The Peony Pro: Caledon Hills Peony Farm
Looking for a rare peony variety? Diana Hillman’s got you covered with rootstock from North America and the Netherlands.
While some folks curl up with a tablet to ogle baby pandas or adorable kittens, Diana Hillman loves to scroll through close-ups of peony faces: ethereal pale pinks crowded with wrinkled petals, arresting papery apricots and, her favourite, peppy corals.

At Caledon Hills Peony Farm, artist and flower farmer Diana Hillman has turned a lifelong love of peonies into a business selling rootstock to gardeners for fall planting. Photo by Tessa Angus.
An award-winning painter and enthusiastic supporter of the local art scene, Diana has for decades tended her own prolific peony beds at Silver Creek, the expansive Caledon farm she shares with her husband, retired news producer Tony Hillman. At the same time, she has participated in local garden clubs long enough to know she isn’t alone in her penchant for the blousy, fragrant blooms she has loved since childhood. So when one of the fields behind her storybook white farmhouse beckoned, Caledon Hills Peony Farm was born. (Diana and a friend came up with the idea for the peony business a couple of years ago, but by the end of 2018, the project had taken on a life of its own and Diana took over its management.)
On a recent February morning at the edge of that field, now filled with rows of dormant peony plants and professional sprinklers dusted with snow, Diana says she has two and a half to three acres under cultivation. “With room for more,” she adds, a glint in her eye.
First introduced into Europe from China in the mid-18th century, the peony has been a source of delight to westerners ever since, especially in the northern hemisphere, where they thrive, says Diana. She likes to quote James Kelway, the pioneering English grower, who said about peonies: “They are tough as a Scotch thistle, as hardy as paving stones and as full of vigour as a common marigold.”
Diana’s current business model involves the online sale of the divided peony rootstock in the fall, the best season to plant them. She mails them to buyers, or customers can visit the farm in October for pickup. Until her own young plants mature enough to divide, she’ll continue selling to others the same stock she buys from top suppliers in Canada, the United States and the Netherlands.

Two of the herbaceous peonies Diana grows and sells, the red and white ‘Candy Stripe’ and ‘Auntie Sherry’. Photo by Tessa Angus.
This year, Diana plans to add 22 new varieties, bringing the total to 130. And this fall, she’ll offer about 100 of those for sale online. Included will be many Itoh varieties, crosses between the sturdy tree peony and the herbaceous variety that droops not long after it provides armfuls of fragrant blooms. Japanese horticulturist Toichi Itoh created the hybrids in the late 1940s, and until 15 years ago their roots sometimes sold for $500. The most expensive beauties on the Caledon Hills website are $95 and include the cheerful yellow ‘Garden Treasure’ with its green, cream and pink centre, and the ‘Julia Rose’ which starts in early summer as a soft cherry pink, then fades to a salmon tone and finishes the season in peaches and cream.

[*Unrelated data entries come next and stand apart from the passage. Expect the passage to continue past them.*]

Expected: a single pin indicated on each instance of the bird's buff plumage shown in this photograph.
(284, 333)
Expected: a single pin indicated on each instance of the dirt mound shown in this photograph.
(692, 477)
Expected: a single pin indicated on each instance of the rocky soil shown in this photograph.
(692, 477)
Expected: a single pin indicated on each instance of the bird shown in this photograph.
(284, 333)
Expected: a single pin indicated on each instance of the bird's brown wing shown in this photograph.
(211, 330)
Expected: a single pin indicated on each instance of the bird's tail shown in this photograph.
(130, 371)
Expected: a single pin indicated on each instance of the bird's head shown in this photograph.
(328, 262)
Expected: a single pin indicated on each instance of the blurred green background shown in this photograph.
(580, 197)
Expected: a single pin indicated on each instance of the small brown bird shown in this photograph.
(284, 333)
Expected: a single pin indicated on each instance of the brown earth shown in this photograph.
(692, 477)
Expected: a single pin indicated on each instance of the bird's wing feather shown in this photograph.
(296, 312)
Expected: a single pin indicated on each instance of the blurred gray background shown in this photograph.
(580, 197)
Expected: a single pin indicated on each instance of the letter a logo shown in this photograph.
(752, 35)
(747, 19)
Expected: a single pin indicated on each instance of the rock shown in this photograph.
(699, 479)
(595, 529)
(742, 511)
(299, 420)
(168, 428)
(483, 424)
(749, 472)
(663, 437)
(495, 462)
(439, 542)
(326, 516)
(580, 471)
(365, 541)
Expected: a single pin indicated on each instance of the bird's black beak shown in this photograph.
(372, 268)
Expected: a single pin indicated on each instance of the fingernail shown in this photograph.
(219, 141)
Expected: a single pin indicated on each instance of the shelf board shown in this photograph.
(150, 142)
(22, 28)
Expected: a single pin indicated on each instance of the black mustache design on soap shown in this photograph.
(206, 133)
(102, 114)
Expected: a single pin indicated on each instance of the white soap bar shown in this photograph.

A charming bouquet showcases several luscious varieties. Photo by Tessa Angus.
Diana and her daughter, Tessa Angus, have designed the Caledon Hills Peony Farm website with other peony addicts in mind: stunning photos, insider planting tips and research gleaned from the Canadian Peony Association and the American Peony Society. If a peony variety has the Award of Landscape Merit by the American Peony Society, for instance, that handy shorthand says it has a reliable track record and will stand up without needing to be propped by hoops or supports. “I read everything I can find and I try to give the most accurate information possible,” says Diana. “It’s fun if you’re an obsessive sort of person.”
With an eye to how other flower farmers scale their businesses, Diana keenly follows developments in the industry. She has already received her first shipment of Floret Farm seed packets, and she keeps an eye on a New Jersey outfit cheekily called Peony Envy. She may one day sell cut peonies, and she’s considering opening to the public during the four- to five-week summer period when peonies bloom. It will be 2020, however, before she’s ready to sell her own rootstock – but patience is built into her vision. “It’s a long game,” she says dryly.